Cervelli played with passion in his 7 partial seasons in New York, and will back up Posada when he needs rest. He can provide a spark with his bat, and while he wasn't the best defensively either, you know he will play to the best of his ability every time he's called upon.

Andruw Jones
Position: OF
Season: 2011
Statistics: .247 BA (222 PA), 13 HR, 33 RBI, 47 H, 27 R

Jones will platoon with Giambi and hit mostly against left handed pitching for this team, as he did extremely well in 2011. He batted .286 vs. left handers, hitting 8 of his 13 total home runs. Jones can also contribute as a backup outfielder, and though he was a former superstar defensive player, he won't quite bring that tool to the park as a 34 year old.

Brett Gardner
Position: OF
Season: 2009
Statistics: .270 BA (248 PA), 3 HR, 23 RBI, 67 H, 48 R, 26 SB

I would have loved to use one of Gardy's better seasons for this slot, but unfortunately according to my rules I had to take a year in which he wasn't a starter. He provided an excellent spark off the bench for the World Series team, and would eventually develop into one of my favorite current players. He'll be the preferred backup outfielder over Jones for this team, and the perfect late game pinch runner as well.

Jayson Nix
Position: UTIL
Season: 2012
Statistics: .273 BA (202 PA), 4 HR, 18 RBI, 43 H, 24 R

I always enjoyed the versatility of Nix, and I feel like most teams should have a guy capable of playing multiple positions. I could have went with Eduardo Nunez, but his versatility felt forced as he made far too many errors too often. Nix was sure-handed, and he wasn't an automatic out at the plate either.

Opening Day Lineup

1 - Derek Jeter (R)
2 - Curtis Granderson (L)
3 - Robinson Cano (L)
4 - Alex Rodriguez (R)
5 - Mark Teixeira (S)
6 - Jason Giambi (L)
7 - Gary Sheffield (R)
8 - Hideki Matsui (L)
9 - Jorge Posada (S)

Total Salary - $137,726,096
Average Salary - $10,594,315

Notable Omissions - Eduardo Nunez, Nick Swisher, Alfonso Soriano, Bobby Abreu, Johnny Damon, Jose Molina, Bernie Williams

The Yankees may have won the World Series just in 2009 since I started following the team, but as you can see, there have been so many fantastic individual seasons compiled throughout that time. I also constructed a pitching staff, and will have that posted tomorrow to complete the 25 man roster!
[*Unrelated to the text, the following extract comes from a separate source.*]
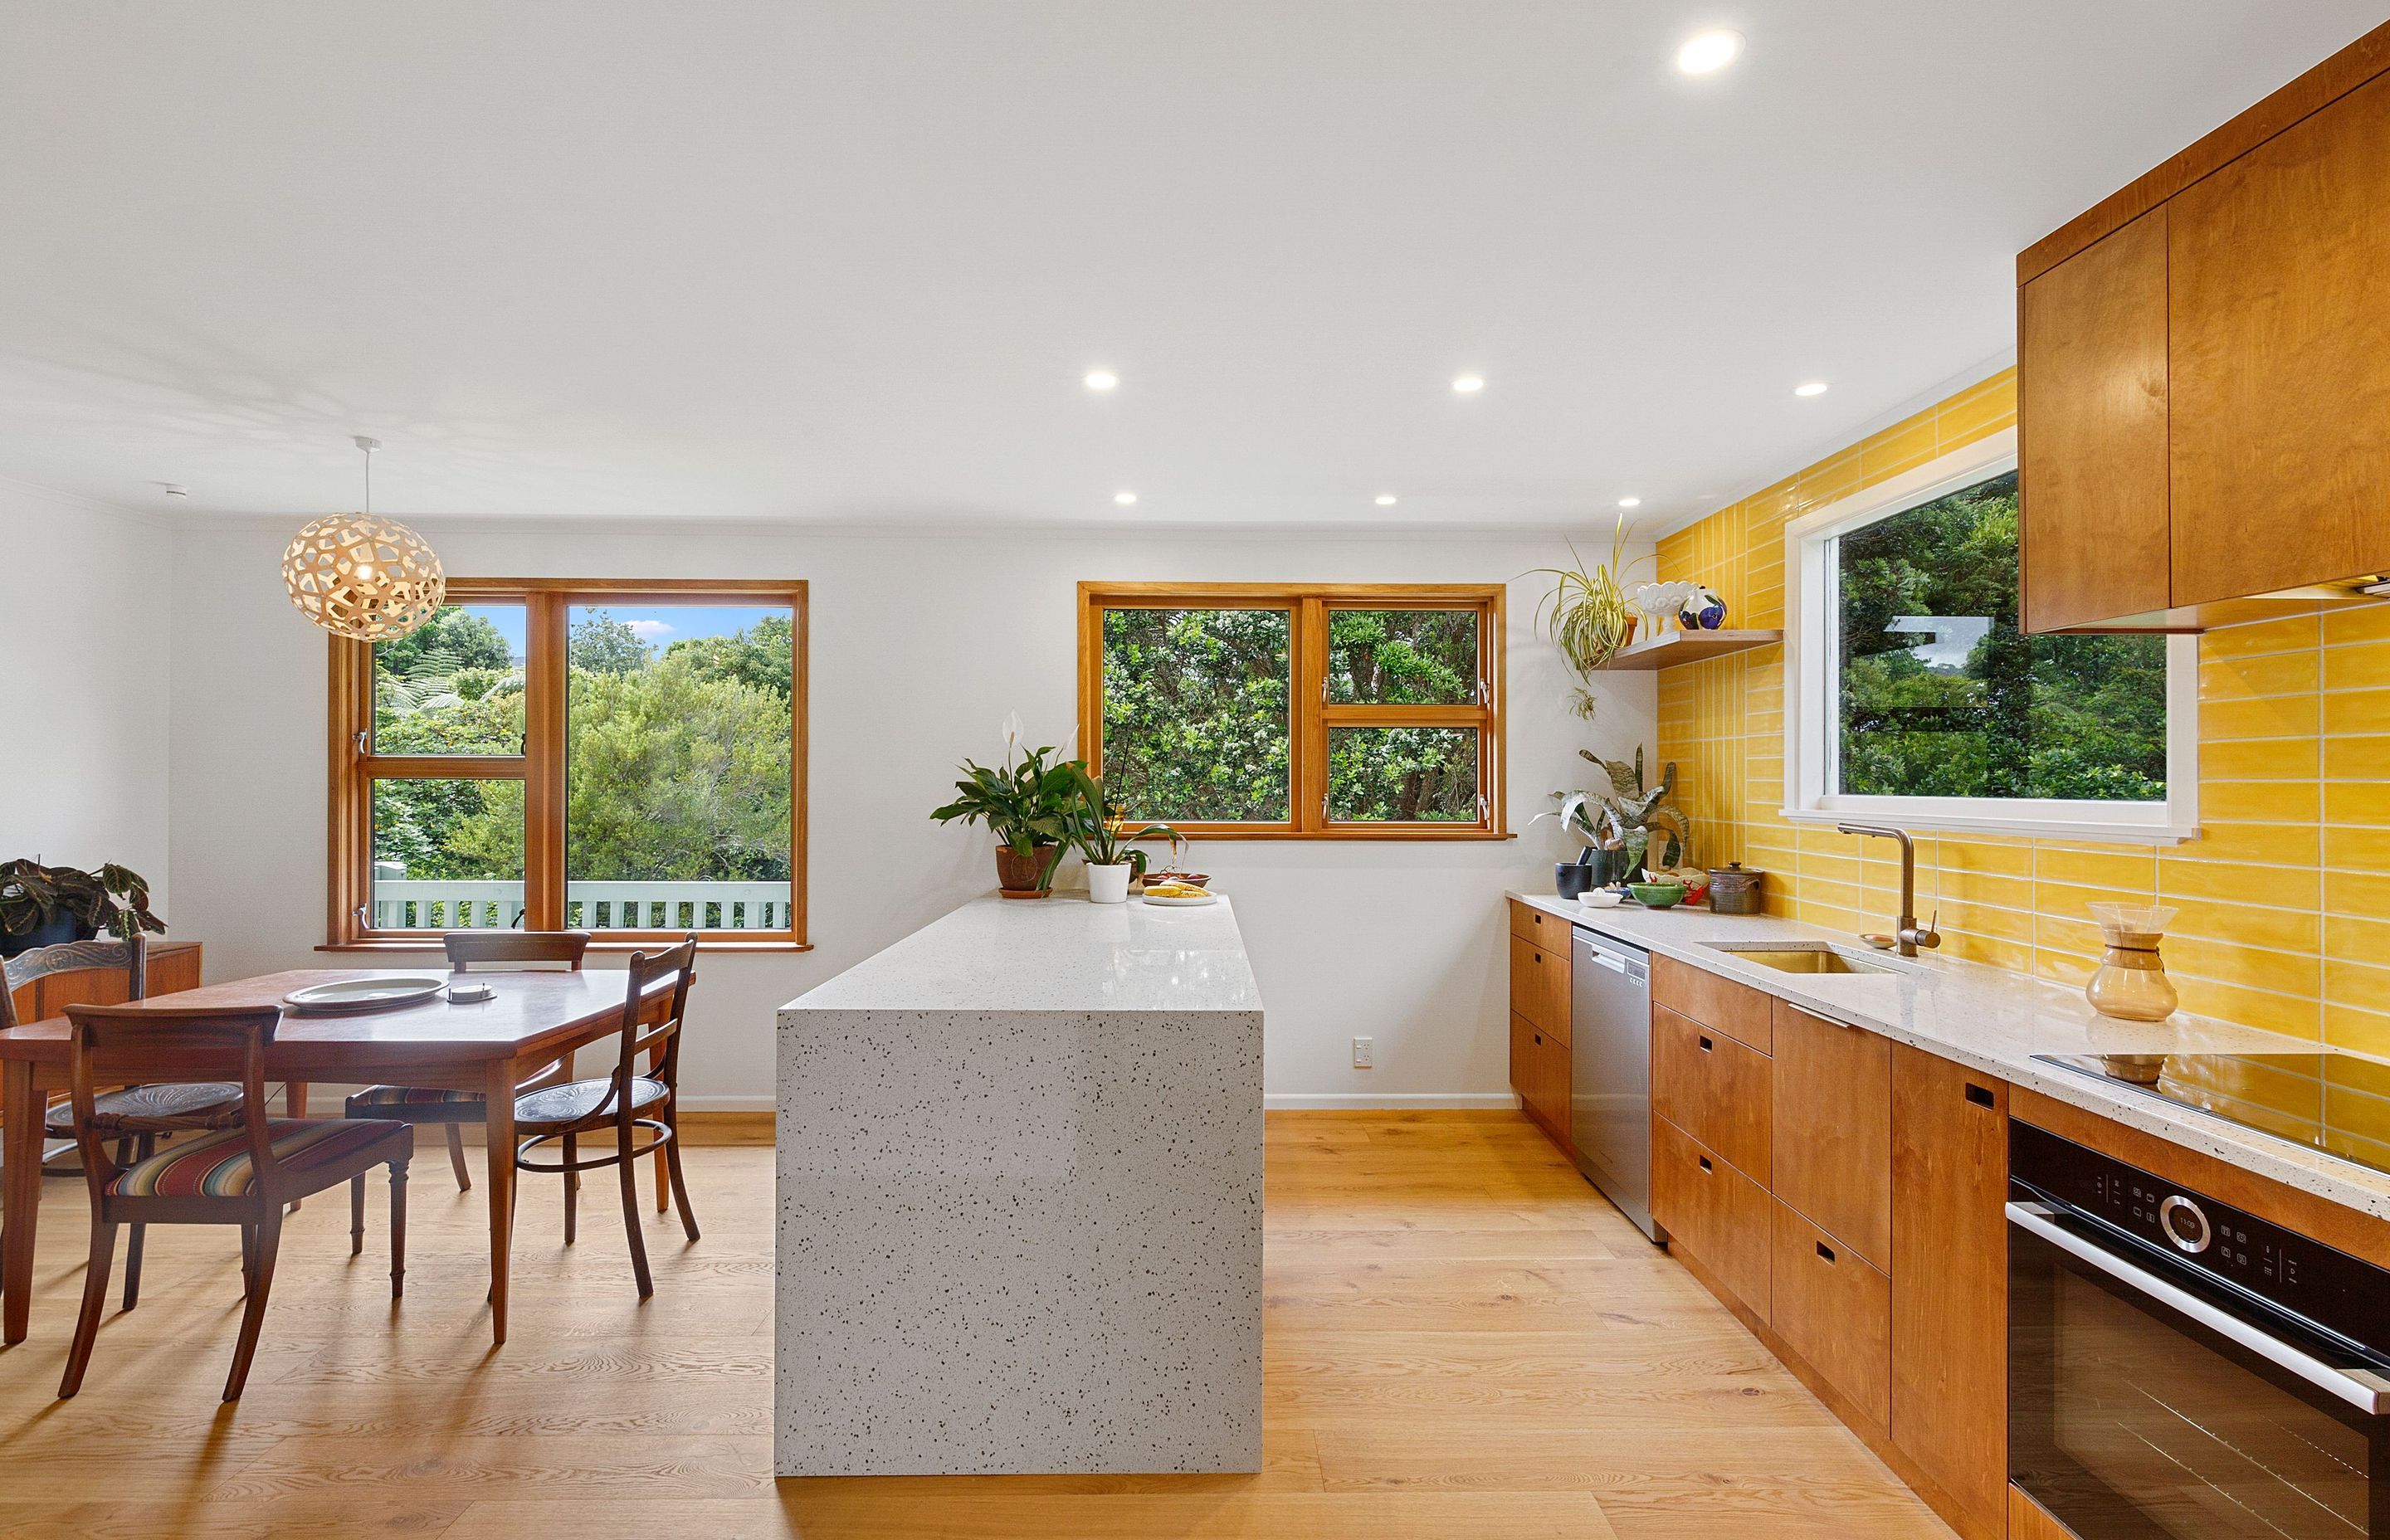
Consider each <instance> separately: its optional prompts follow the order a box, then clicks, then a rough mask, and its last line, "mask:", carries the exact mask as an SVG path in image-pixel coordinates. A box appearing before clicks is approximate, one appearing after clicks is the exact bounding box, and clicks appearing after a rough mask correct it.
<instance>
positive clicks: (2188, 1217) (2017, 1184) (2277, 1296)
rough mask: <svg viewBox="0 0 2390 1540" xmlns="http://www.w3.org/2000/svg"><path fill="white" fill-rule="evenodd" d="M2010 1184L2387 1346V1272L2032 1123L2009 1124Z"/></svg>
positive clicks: (2262, 1294) (2248, 1213) (2388, 1288)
Please feel free to comment with your thoughts on this team, as well as any changes you would consider, and if you would like to use this idea for your team on your blog, be my guest!

See Ya!


  1. 10 Years, wow! I'll be celebrating 3 years of watching all 162 Yankees games this season... Awesome post!

  2. You've gotten to watch some great players over the past 10 years!